Sly Stone: The funk-rock visionary who became an addict and recluse

Stone, an eccentric whose songs of uplift were tempered by darker themes of struggle and disillusionment, had a fall as steep as his rise

Sly Stone
Sylvester Stewart "became a familiar voice in the Bay Area's music scene"
(Image credit: Getty Images)

Sly Stone was a musical alchemist, combining soul, funk, and psychedelic rock with elements of gospel, jazz, and Latin music to create the new sound of the 1960s.
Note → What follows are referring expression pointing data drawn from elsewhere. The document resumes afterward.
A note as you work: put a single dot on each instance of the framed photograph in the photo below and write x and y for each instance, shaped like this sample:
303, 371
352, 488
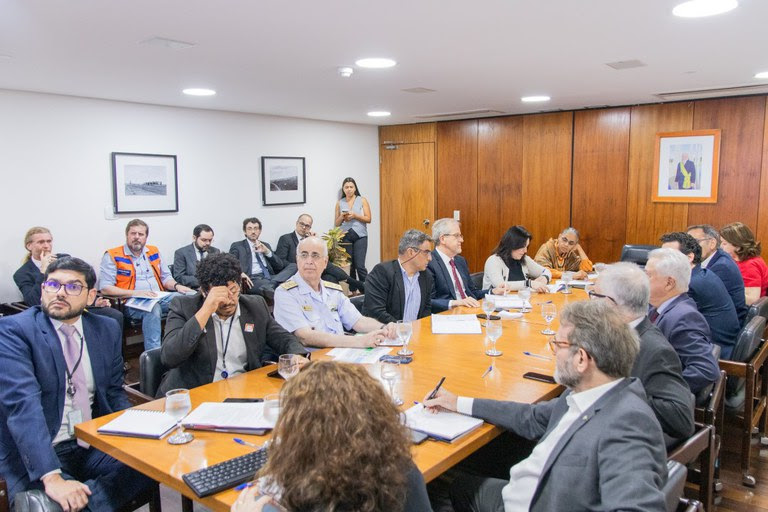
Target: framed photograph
283, 180
687, 165
144, 183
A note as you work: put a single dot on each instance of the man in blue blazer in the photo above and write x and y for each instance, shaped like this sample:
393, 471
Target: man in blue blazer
715, 259
450, 272
59, 367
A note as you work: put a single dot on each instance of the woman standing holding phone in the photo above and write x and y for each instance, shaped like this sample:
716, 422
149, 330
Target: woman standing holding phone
352, 214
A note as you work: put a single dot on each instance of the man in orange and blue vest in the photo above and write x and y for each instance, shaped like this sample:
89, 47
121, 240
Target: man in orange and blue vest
138, 270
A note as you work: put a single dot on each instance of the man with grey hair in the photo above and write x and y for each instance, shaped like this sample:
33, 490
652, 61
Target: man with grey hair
400, 289
678, 318
657, 366
316, 311
715, 259
600, 448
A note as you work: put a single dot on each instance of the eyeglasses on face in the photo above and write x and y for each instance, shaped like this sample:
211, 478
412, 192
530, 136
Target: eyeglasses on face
53, 286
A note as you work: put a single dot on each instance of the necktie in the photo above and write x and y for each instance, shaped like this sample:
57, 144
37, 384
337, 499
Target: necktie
72, 355
456, 280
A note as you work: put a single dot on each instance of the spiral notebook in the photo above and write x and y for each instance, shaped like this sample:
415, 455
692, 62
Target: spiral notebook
139, 423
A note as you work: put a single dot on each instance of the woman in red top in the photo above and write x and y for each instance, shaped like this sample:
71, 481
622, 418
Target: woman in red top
740, 243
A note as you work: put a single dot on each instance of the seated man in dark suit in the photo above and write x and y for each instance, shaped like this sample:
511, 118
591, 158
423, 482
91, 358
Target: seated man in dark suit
452, 284
29, 277
600, 446
286, 251
61, 367
709, 294
656, 365
715, 259
218, 333
185, 258
262, 268
401, 289
678, 318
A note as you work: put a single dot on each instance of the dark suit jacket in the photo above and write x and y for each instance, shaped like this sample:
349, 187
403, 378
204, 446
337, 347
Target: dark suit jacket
185, 264
442, 289
688, 333
728, 272
191, 352
612, 458
32, 381
242, 250
713, 301
385, 293
658, 368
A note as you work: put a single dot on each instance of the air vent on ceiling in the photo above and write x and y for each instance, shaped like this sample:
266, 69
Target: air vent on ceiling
478, 112
626, 64
739, 90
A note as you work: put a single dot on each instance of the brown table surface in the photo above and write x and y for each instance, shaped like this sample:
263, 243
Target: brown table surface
460, 358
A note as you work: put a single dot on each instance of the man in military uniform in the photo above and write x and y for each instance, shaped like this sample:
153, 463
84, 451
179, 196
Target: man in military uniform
317, 311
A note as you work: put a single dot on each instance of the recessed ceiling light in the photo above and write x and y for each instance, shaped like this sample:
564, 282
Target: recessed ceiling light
702, 8
199, 92
534, 99
375, 62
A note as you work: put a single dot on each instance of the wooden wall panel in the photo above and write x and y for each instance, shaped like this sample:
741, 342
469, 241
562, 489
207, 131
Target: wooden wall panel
646, 220
499, 183
742, 122
457, 179
546, 176
599, 193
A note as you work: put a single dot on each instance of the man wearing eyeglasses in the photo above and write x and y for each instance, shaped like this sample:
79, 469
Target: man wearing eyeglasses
401, 289
564, 254
317, 311
600, 446
219, 332
61, 367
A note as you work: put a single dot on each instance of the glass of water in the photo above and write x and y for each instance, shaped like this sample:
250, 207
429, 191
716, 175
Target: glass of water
178, 405
549, 312
390, 373
404, 332
493, 333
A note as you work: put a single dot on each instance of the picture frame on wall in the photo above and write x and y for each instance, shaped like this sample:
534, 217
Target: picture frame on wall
686, 167
283, 180
144, 183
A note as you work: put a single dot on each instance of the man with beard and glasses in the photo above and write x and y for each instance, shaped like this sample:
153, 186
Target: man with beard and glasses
61, 366
600, 446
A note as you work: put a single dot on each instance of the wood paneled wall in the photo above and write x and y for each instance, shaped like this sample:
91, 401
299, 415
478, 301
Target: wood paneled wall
593, 169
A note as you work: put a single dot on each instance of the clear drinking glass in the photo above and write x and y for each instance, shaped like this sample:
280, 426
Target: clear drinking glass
178, 405
404, 332
390, 373
493, 333
549, 312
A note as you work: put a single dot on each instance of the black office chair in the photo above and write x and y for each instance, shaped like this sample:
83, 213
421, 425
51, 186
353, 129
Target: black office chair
636, 253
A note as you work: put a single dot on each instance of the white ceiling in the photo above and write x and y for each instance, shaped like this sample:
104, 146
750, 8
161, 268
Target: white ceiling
280, 56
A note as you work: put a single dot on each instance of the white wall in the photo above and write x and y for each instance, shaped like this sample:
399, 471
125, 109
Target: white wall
55, 171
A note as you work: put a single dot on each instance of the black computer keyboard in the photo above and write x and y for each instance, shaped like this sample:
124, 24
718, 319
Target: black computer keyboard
227, 474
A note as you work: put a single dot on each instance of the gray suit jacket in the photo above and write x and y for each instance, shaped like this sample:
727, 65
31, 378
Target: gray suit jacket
185, 264
191, 352
613, 458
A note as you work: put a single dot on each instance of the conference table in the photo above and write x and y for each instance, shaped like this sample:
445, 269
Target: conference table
460, 358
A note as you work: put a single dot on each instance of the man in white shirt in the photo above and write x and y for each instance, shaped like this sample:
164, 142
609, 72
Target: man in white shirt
600, 445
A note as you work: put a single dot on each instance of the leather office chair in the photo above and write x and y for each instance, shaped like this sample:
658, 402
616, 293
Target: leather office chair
748, 363
636, 253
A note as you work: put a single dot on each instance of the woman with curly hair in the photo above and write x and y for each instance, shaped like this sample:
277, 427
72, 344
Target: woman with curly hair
739, 242
339, 445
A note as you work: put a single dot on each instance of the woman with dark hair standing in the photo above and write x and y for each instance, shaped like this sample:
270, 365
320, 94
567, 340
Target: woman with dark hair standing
739, 242
510, 266
352, 214
339, 445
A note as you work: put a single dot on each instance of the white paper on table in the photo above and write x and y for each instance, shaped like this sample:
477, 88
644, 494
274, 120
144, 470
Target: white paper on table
455, 324
359, 355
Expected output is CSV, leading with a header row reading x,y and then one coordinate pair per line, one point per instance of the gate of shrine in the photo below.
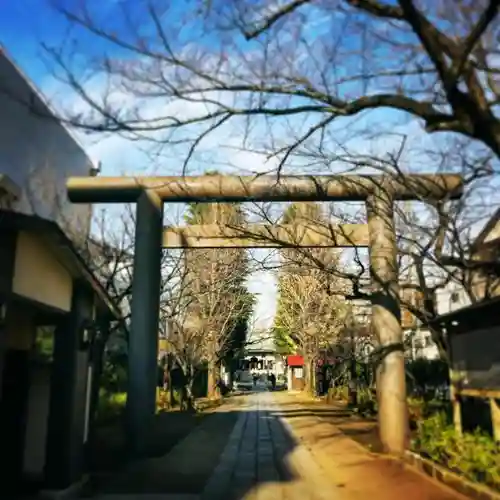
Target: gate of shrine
x,y
378,192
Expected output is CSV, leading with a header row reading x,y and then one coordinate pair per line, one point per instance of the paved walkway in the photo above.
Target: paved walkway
x,y
275,453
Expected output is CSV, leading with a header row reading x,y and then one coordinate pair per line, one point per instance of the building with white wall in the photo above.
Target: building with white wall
x,y
51,304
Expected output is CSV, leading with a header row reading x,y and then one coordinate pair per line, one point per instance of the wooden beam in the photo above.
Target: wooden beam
x,y
266,236
228,188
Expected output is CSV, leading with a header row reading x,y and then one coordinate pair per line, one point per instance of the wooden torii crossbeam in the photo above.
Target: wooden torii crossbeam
x,y
267,236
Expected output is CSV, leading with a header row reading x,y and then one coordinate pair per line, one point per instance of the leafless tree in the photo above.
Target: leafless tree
x,y
284,74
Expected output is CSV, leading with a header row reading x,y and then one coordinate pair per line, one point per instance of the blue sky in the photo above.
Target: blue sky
x,y
23,24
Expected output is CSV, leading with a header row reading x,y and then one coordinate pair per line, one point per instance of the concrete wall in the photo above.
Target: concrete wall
x,y
38,153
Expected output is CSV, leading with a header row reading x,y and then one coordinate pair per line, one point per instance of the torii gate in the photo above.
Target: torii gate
x,y
379,192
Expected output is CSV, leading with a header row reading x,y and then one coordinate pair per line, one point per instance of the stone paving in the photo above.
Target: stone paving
x,y
266,459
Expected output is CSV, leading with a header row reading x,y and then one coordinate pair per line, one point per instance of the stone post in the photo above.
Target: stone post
x,y
143,338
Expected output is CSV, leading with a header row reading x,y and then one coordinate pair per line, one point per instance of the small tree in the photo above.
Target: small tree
x,y
311,316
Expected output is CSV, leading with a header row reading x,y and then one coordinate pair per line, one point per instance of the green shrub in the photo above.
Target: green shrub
x,y
111,405
474,455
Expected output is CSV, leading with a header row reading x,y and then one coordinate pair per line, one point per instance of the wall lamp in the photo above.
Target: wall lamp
x,y
87,331
3,312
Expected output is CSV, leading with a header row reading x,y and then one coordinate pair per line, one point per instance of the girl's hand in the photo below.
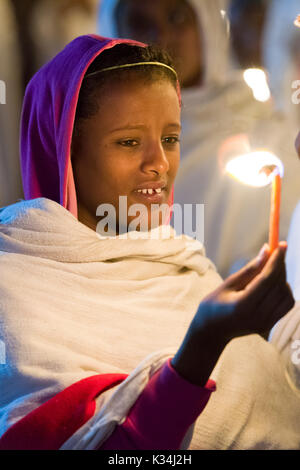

With his prodigious Afro and platform boots—a look that one critic described as "the wildest pimp on the block"—he was an onstage dynamo as leader of the multiracial, mixed-gender band Sly and the Family Stone. From 1968 to 1971, the group scored hits with buoyant songs such as "Dance to the Music," "Everyday People," "Hot Fun in the Summertime," and "I Want to Take You Higher," and influenced artists such as Prince, Stevie Wonder, and Miles Davis. But Stone, an eccentric whose songs of uplift were tempered by darker themes of struggle and disillusionment, had a fall as steep as his rise. He descended into drug abuse and bankruptcy, spending most of his later years living in a camper van in Los Angeles. A New York Post reporter who located him in 2011 described him as paranoid and disheveled. "Tell everybody, please, to give me a job, play my music," he said then. "I'm tired of all this shit, man."

Raised in Vallejo, Calif., Sylvester Stewart was a musical prodigy who "started making music with his siblings as a child," said Rolling Stone. Their father, a janitor, was also a Pentecostal deacon, and the siblings sang gospel harmonies, recording their first single when Sylvester was 9. Adept at keyboards, guitar, bass, and drums, he studied music at a junior college and DJed at a local radio station under the name Sly Stone, breaking the R&B format by playing white acts like the Beatles along with soul and funk. He got a job as a staff producer for Autumn Records and "became a familiar voice in the Bay Area's music scene" before starting the band in 1966 that would become Sly and the Family Stone. They were men and women, black and white—and two were Sly's siblings.